Just in diesem Brest also fand vom 8. bis 19. Juli ein Manöver belarussischer und chinesischer Militärs mit dem Namen „Angreifender Falke“ statt. Man nannte es aber offiziell nicht Manöver, sondern weniger provokativ Anti-Terror-Übung. Aber natürlich ist es aus Nato-Sicht eine Provokation, wenn rund fünf Kilometer von der Grenze zum Nato-Mitglied Polen entfernt eine Militärausbildung mit Beteiligung der 80th Group Army der PLA stattfindet. Zwar haben belarussische und chinesische Militärs schon mal zusammen geübt, aber das war in China, in Jinan. Doch an der Grenze zur Nato ist es ein Novum. Der belarussische Vizegeneralstabschef Wladimir Kuprijanjuk hat denn auch, als er in einem Pressebriefing die gemeinsame Übung erklärte, die Nato im Visier: Man beobachte – sagte er – an der südlichen Grenze zu Polen einen systematischen Aufbau von Nato-Einheiten. Von 20 000 zusätzlichen Soldaten sei die Rede.

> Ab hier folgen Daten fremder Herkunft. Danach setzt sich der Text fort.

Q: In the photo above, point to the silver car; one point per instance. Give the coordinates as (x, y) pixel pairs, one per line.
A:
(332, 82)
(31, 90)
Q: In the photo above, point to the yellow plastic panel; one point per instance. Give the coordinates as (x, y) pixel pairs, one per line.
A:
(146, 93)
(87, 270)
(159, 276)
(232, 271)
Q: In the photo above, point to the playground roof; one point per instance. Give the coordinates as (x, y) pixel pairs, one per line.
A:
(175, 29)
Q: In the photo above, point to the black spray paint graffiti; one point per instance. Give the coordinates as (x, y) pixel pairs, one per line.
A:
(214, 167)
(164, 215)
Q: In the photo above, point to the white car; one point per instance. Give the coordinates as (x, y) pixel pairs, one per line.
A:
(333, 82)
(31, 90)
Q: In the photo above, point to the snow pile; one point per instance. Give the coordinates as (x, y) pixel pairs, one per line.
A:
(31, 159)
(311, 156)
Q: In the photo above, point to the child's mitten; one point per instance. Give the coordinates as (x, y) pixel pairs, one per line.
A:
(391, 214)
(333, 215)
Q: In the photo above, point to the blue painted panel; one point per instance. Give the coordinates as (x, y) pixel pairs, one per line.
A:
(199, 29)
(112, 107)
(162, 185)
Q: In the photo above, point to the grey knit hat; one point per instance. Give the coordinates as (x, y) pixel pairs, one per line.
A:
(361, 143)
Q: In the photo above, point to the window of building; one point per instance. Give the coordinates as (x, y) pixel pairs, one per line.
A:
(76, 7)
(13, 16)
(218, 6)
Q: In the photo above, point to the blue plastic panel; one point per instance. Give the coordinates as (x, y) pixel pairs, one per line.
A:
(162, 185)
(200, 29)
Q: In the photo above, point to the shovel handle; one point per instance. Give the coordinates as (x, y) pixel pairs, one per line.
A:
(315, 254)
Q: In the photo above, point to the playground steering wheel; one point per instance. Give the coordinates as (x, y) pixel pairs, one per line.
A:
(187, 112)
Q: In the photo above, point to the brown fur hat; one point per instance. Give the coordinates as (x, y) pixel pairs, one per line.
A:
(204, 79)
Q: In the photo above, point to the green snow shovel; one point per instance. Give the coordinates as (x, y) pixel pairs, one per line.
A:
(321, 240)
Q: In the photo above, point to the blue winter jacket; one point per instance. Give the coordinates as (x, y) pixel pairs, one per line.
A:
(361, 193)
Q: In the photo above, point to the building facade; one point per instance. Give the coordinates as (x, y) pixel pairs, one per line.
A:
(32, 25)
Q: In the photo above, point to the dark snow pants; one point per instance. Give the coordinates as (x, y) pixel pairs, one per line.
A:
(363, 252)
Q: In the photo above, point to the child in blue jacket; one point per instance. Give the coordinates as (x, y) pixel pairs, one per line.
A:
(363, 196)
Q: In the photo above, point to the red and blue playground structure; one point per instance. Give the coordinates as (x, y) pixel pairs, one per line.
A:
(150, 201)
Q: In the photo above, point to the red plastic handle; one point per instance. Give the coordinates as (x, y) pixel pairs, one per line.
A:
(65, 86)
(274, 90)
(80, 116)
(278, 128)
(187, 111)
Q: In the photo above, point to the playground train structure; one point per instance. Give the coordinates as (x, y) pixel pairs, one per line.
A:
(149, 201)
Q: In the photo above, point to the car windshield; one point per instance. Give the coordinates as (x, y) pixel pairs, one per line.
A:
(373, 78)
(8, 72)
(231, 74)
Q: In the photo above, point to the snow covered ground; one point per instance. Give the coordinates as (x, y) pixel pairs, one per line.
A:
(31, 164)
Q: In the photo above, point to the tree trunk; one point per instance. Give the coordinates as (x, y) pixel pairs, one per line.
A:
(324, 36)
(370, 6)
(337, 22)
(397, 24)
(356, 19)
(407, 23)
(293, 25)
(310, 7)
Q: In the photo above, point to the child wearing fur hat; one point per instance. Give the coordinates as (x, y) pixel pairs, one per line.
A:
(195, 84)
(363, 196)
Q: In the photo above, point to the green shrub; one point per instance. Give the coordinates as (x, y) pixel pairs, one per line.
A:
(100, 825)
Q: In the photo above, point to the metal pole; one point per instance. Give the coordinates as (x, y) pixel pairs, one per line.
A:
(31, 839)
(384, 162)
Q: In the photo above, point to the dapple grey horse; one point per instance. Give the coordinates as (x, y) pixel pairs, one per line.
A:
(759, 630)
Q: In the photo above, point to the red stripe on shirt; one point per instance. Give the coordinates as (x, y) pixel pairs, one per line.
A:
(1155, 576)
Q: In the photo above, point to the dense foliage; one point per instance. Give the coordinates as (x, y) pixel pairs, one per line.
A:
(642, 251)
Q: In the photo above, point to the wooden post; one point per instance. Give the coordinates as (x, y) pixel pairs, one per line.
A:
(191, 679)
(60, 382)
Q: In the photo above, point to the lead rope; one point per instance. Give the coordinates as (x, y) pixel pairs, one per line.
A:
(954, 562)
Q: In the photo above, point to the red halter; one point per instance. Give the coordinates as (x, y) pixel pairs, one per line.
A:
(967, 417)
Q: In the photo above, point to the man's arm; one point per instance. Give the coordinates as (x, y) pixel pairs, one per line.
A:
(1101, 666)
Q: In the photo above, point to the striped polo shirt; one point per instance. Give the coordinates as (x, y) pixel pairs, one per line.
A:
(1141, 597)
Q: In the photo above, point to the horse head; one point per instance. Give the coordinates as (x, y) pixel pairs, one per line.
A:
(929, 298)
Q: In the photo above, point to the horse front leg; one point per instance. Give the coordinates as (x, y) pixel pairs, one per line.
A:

Während sich China also dem europäischen Teil der Nato nähert, ist es vor den Toren Nordamerikas schon präsent. Kurz vor der Übung in Belarus veröffentlichte am 1. Juli in Washington der amerikanische Thinktank Center for Strategic and International Studies (CSIS) Fotos von angeblichen chinesischen Spionageeinrichtungen auf Kuba, was ja bekanntlich vor den USA liegt. Die Autoren präsentierten in ihrem Report „Secret Signals“ Satellitenbilder, die „an unprecedented look at four active sites in Cuba capable of conducting electronic surveillance operations” bieten. Die vier kubanischen Standorte, an denen China riesige Antennen (zwischen 130 und 200 Meter Durchmesser) installiert hat, sind El Salao, Wajay, Calabazar und Bejucal. Letztgenannter Standort hatte schon einmal eine welthistorische Rolle. 1962 hatte die Sowjetunion Bejucal als Standort für auf die USA gerichtete Atomwaffen auserkoren, was damals die Kubakrise auslöste und die Welt an den Rand eines dritten Weltkrieges brachte. So weit sind wir heute noch (lange) nicht.

Aber die beiden Ereignisse in Belarus und auf Kuba zeigen, dass China seine militärische Präsenz ausweitet. Der Zeitpunkt beider Ereignisse deutet eher auf Absicht als Zufall hin. Denn vom 9. bis 11. Juli fand in Washington der große Jubiläumsgipfel der Nato statt, bei dem das westliche Militärbündnis seinen 75. Geburtstag feierte. Dort wurde im Schlusscommuniqué China als systemischer Rivale eingestuft und ein stärkeres Engagement im Indo-Pazifik angekündigt (siehe DOKU I Nato Commnuniqué).

Beide – die Nato und China – bewegen sich also aufeinander zu, allerdings nicht unbedingt in friedlicher Absicht.